En dan rijd je op een verlaten pad. Het werkent leven is in volle gang, dus in de natuur valt weinig leven te zien. Hoewel weinig leven?
Juna en Fust dribbelen lekker mee, om af en toe even halt te houden bij een grasspriet of aardekluit. Het zonnetje ontneemt de nevel van het land snel, en de helblauwe lucht is prachtig om te zien. Door de lucht zie ik een torenvalk gaan, hij duikt het land in. Zou hij wat gevangen hebben?
Achter me hoor ik de ganzenroep en ik zie een prachtige driehoek van canadese ganzen overkomen die luidkeels hun vertrek aankondigen. In het land kwaken wat eendjes tussen de gevlekte koeien door. Een zwerm kieviten komt over met hun typerende vorming.
Een prachtige libelle groot en felblauw als de lucht vertrekt naar het riet aan de andere kant van het fietspad.
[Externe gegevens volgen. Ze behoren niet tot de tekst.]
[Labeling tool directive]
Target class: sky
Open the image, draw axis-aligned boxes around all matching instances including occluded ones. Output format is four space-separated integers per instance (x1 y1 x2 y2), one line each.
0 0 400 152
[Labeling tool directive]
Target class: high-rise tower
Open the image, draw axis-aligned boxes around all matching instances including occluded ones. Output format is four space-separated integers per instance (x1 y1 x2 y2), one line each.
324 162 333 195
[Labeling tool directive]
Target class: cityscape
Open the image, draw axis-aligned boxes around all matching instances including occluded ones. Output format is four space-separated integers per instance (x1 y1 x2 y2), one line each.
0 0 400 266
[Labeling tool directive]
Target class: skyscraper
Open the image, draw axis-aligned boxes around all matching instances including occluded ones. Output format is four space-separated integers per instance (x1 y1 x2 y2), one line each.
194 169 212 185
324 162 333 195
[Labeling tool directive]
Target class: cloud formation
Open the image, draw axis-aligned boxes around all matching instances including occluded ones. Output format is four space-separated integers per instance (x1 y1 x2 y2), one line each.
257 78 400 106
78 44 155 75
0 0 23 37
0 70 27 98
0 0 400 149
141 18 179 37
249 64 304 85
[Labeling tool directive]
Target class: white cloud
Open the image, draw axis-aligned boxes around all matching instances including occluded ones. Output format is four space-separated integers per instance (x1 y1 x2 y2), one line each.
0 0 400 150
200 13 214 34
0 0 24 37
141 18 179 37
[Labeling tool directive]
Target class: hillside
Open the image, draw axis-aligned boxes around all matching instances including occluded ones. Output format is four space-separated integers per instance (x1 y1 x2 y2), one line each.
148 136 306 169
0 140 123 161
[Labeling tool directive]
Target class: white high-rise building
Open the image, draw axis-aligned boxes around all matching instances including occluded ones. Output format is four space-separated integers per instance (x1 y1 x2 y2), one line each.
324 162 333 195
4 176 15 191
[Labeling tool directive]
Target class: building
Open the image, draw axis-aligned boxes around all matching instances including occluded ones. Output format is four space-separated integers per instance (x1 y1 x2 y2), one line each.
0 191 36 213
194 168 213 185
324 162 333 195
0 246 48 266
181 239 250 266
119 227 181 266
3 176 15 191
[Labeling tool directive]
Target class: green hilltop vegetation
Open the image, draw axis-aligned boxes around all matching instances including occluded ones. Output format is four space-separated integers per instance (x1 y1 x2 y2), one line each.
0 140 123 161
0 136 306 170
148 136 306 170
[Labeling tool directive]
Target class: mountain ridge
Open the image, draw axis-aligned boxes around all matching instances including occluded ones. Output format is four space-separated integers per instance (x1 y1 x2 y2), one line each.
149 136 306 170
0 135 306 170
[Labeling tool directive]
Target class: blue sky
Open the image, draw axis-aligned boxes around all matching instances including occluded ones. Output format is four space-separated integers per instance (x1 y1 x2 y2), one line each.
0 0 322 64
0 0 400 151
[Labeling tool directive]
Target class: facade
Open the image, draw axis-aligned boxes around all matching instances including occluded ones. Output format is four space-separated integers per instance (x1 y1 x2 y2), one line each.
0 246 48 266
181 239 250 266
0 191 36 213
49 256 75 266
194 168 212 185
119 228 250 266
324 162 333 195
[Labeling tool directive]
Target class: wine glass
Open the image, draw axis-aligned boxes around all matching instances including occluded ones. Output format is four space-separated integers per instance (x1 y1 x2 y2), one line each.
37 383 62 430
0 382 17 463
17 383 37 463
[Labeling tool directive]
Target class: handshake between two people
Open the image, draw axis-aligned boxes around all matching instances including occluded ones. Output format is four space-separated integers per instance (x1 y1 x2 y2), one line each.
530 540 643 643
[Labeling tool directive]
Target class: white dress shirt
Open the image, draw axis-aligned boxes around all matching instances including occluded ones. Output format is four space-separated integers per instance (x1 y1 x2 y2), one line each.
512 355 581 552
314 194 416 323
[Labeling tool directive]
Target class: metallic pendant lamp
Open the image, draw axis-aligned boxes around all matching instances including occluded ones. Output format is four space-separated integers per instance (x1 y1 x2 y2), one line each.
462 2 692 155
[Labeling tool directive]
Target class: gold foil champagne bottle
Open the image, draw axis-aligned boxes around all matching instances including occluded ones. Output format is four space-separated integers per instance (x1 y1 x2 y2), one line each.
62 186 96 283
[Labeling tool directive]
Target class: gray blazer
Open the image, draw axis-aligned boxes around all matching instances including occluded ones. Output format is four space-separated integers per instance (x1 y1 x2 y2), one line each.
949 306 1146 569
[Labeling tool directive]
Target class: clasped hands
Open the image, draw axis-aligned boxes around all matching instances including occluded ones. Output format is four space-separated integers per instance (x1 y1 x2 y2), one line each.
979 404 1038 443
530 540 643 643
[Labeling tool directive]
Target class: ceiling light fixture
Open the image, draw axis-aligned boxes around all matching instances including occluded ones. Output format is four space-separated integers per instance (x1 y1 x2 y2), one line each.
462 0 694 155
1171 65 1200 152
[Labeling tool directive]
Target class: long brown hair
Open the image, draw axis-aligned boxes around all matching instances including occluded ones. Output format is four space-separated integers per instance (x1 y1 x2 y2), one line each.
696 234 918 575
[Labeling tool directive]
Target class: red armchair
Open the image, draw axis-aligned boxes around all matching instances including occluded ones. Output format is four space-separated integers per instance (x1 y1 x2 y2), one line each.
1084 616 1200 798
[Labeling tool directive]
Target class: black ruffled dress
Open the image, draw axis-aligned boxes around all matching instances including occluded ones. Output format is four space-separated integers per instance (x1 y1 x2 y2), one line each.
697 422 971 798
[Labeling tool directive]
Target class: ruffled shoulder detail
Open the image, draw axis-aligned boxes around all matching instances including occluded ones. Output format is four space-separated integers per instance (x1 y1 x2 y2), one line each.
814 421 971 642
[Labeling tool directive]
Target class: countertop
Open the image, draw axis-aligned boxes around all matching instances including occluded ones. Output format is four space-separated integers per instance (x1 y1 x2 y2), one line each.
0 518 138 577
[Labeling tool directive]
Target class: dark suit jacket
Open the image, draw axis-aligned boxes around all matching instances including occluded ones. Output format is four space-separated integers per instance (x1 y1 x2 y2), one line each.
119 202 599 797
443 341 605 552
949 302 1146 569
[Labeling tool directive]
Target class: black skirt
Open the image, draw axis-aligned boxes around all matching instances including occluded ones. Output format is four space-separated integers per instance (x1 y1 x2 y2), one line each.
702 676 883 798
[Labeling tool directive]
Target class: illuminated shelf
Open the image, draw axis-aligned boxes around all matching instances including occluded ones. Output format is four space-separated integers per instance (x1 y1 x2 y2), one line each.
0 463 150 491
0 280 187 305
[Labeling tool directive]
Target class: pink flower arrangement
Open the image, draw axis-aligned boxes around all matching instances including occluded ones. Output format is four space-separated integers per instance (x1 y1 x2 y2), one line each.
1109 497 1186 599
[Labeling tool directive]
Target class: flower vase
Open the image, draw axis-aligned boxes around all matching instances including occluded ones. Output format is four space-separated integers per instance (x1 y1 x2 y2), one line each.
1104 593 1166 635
Een fietser komt ons tegemoet. Ik fluit Juna en Fust bij me en laat ze even zitten. Met een "dank je" gaat de fietser ons voorbij en vervolgen wij onze weg. Na een flinke rit komen we bij een losloopgebied aan. Hoewel meestal erg druk, treffen we maar een paar honden. In het land struinen wat fazanten en later zie ik een koppeltje prachtige ooievaars.